If Joe Biden is right, one of the most consequential things for Canada’s economic future is happening right now.

The U.S. President just invited Canada to take part in a global economic decoupling, in a multination effort to repatriate critical supply chains away from authoritarian countries such as China. And Canada said yes.

Details are to come in Tuesday’s federal budget. What we know already is that Canada will follow the U.S. in establishing a major package of industrial subsidies. Those incentives are supposed to create the industrial base for a low-carbon future and bring jobs to North America. But it’s also supposed to separate supply chains from authoritarian countries.

Mr. Biden, through the U.S. Inflation Reduction Act and a pair of other big-money laws, has embarked on industrial strategy that offers massive subsidies for high-tech and green industry. The President referred to them in his speech to the House of Commons Friday as “the single largest investment in human history.”

But that has raised fears in Canada that the U.S. effort to lure investment out of other countries will also draw industry away from Canada. Mr. Biden came to allay those fears. And his ambassador to Canada, David Cohen, said that the goal is not simply to build industry in the United States but to rebuild supply chains in democratic countries, including Canada.

“You’re right about the purpose: It is to create American jobs. And it is to pull investment from unreliable countries, countries that do not share our commitment to the rule of law and to fair competition,” Mr. Cohen said in an interview at the ambassador’s residence in Ottawa.

“Canada is not one of those countries.”

Mr. Cohen argued that the massive U.S. incentives will not only lead to industrial investment in the U.S., but as it boosts the economy it will lead to “parallel investments” in Canada; It will make North America more competitive and accelerate the transition to greener industry.

But it’s worth noting the other part: Geopolitics, competition with China, and the desire to rebuild critical supply chains that don’t rely on authoritarian countries, such as China and Russia, are driving a lot of U.S. economic policy now. The U.S. wants Canada to join that strategy – and Europe, too, Mr. Cohen noted.

“Our focus is on trying to have the broadest possible competition with autocracies that, in the end, will not have the interests of the world’s democracies in mind.” With that as the goal, the U.S. built its own industrial strategy to be copied, he said.

“That is a purpose of what the United States did: To lay out a template, to lay out a format, and to hope that other democratically inclined countries like Canada would follow the lead, and would put in place their own comparable incentives,” he said.

“Not matching dollar for dollar, but creating an environment for green-economy, climate-change-oriented, clean-energy commitments – including in the critical-minerals space – to be developed in democratic countries to provide a counterweight to the dominance by China in this space.”
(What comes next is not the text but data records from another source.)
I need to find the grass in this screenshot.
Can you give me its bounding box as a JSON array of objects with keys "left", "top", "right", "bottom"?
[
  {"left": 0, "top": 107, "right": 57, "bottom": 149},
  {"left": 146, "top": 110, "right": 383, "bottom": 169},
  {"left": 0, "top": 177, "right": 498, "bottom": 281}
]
We now know that the Liberal government has signed on. Prime Minister Justin Trudeau adopted Mr. Biden’s rhetoric from top to bottom, although we don’t know how much money Canada will devote to it. Finance Minister Chrystia Freeland is now preparing a package of incentives in Tuesday’s budget.

In large part, the Liberals are seeking to make a virtue of what they deem to be necessity. They fear that if they don’t compete in the subsidy game, swaths of Canada’s industry will be pulled south of the border. Mr. Cohen argues that the U.S. industrial strategy creates opportunities for Canada, but it also presented a hard choice to Ottawa.

“Although I have no specifics … I think you’re going to see Canada dipping its toe in the waters with what I’ll call U.S.-style, U.S.-structured, business incentives to be able to stimulate the growth of the green economy in Canada, as well as the United States,” Mr. Cohen said.

On Tuesday, we will see just how far Canada goes in competing with those U.S. subsidies. And presumably, there will be debate about whether Ottawa’s plans will transform Canada’s industrial base or throw money down the drain.

But already Mr. Trudeau has signalled that Canada will sign on to Mr. Biden’s industrial strategy and green-technology incentives – and the geopolitical goal of decoupling the Western world’s key supply chains from China.